Defending the Faith: J Gresham Machen and the Crisis of Conservative
Protestantism in Modern America
By Darryl G. Hart; Baker 1995 paperback; 227 pp including a useful Bibliographical essay and an index
Out of print but copies available from Westminster Theological Seminary Bookshop.
Review by Dr R. Oxner.
J. Gresham Machen's story is well known to some readers of this magazine, but for others his name and importance is unknown.

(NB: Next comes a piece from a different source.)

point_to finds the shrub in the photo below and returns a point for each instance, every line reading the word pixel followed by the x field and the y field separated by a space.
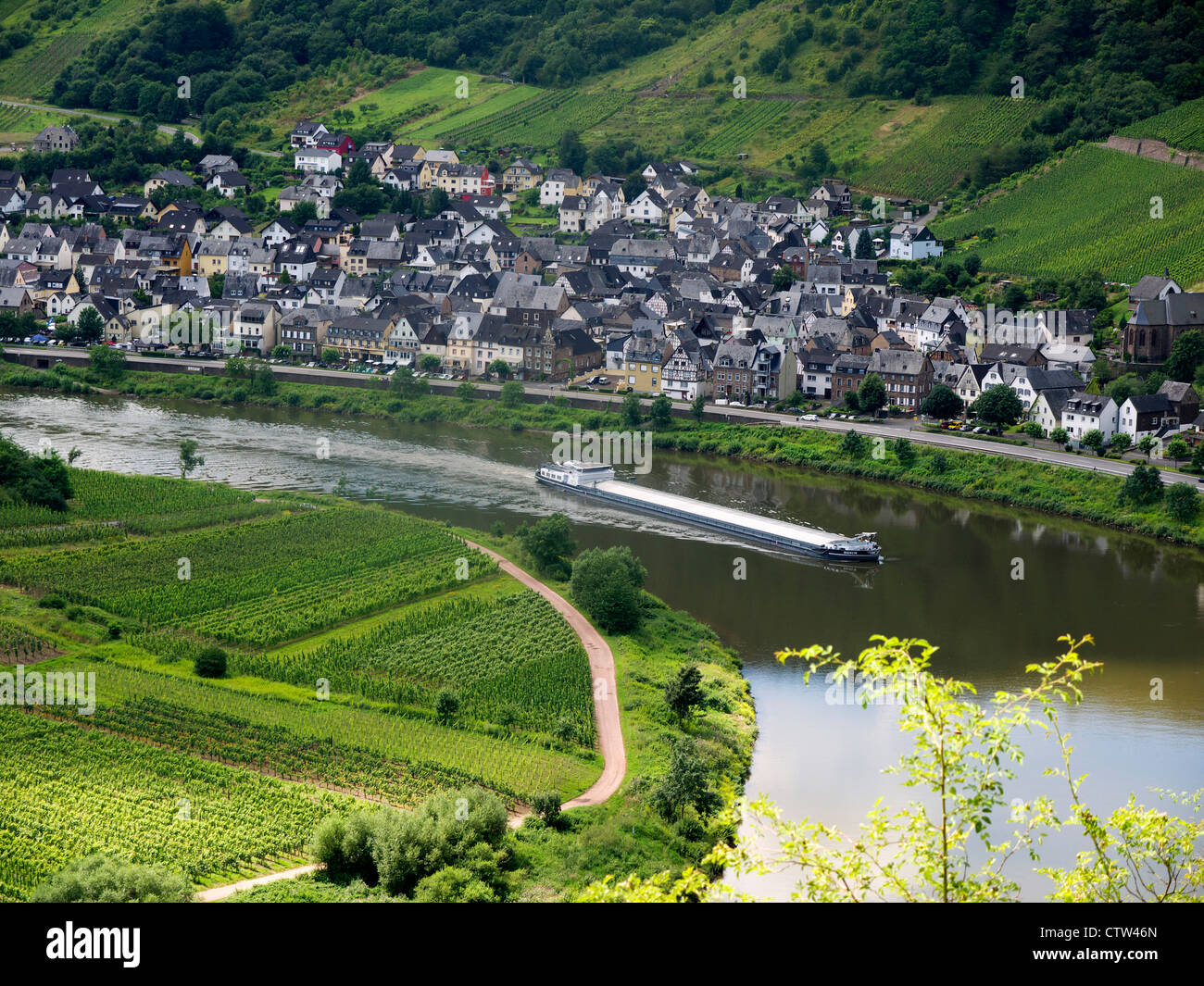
pixel 607 585
pixel 211 662
pixel 546 805
pixel 101 879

In the following review, I attempt to introduce Machen (a Presbyterian) to those who have not heard about him, and also comment on Darryl Hart's important new book that adds significantly to Ned Stonehouse's biography published in 1954 and recently republished by
Banner of Truth.
In November 1921, Machen [the subject of this biography] delivered a important address to a meeting of The Ruling Elders of Chester Presbytery on the subject “ The Present Attack against the Fundamentals of our Christian Faith from the Point of View of Colleges and Seminaries. ” This was reworked into an article “ Liberalism or Christianity ” that appeared in The Princeton Theological Review [PTR] Vol 20 number 1 pages 93-117. Machen contrasts the Liberal view with the Christian view with regard to:
-their view of God
-their view of man
-their choice of the seat of authority in religion
-their view of Christ
-their view of the way of salvation
He then calls the ruling elders to:
-encourage those in the intellectual and spiritual struggle [noting that orthodox Christianity needed defending as well as propagating in his day]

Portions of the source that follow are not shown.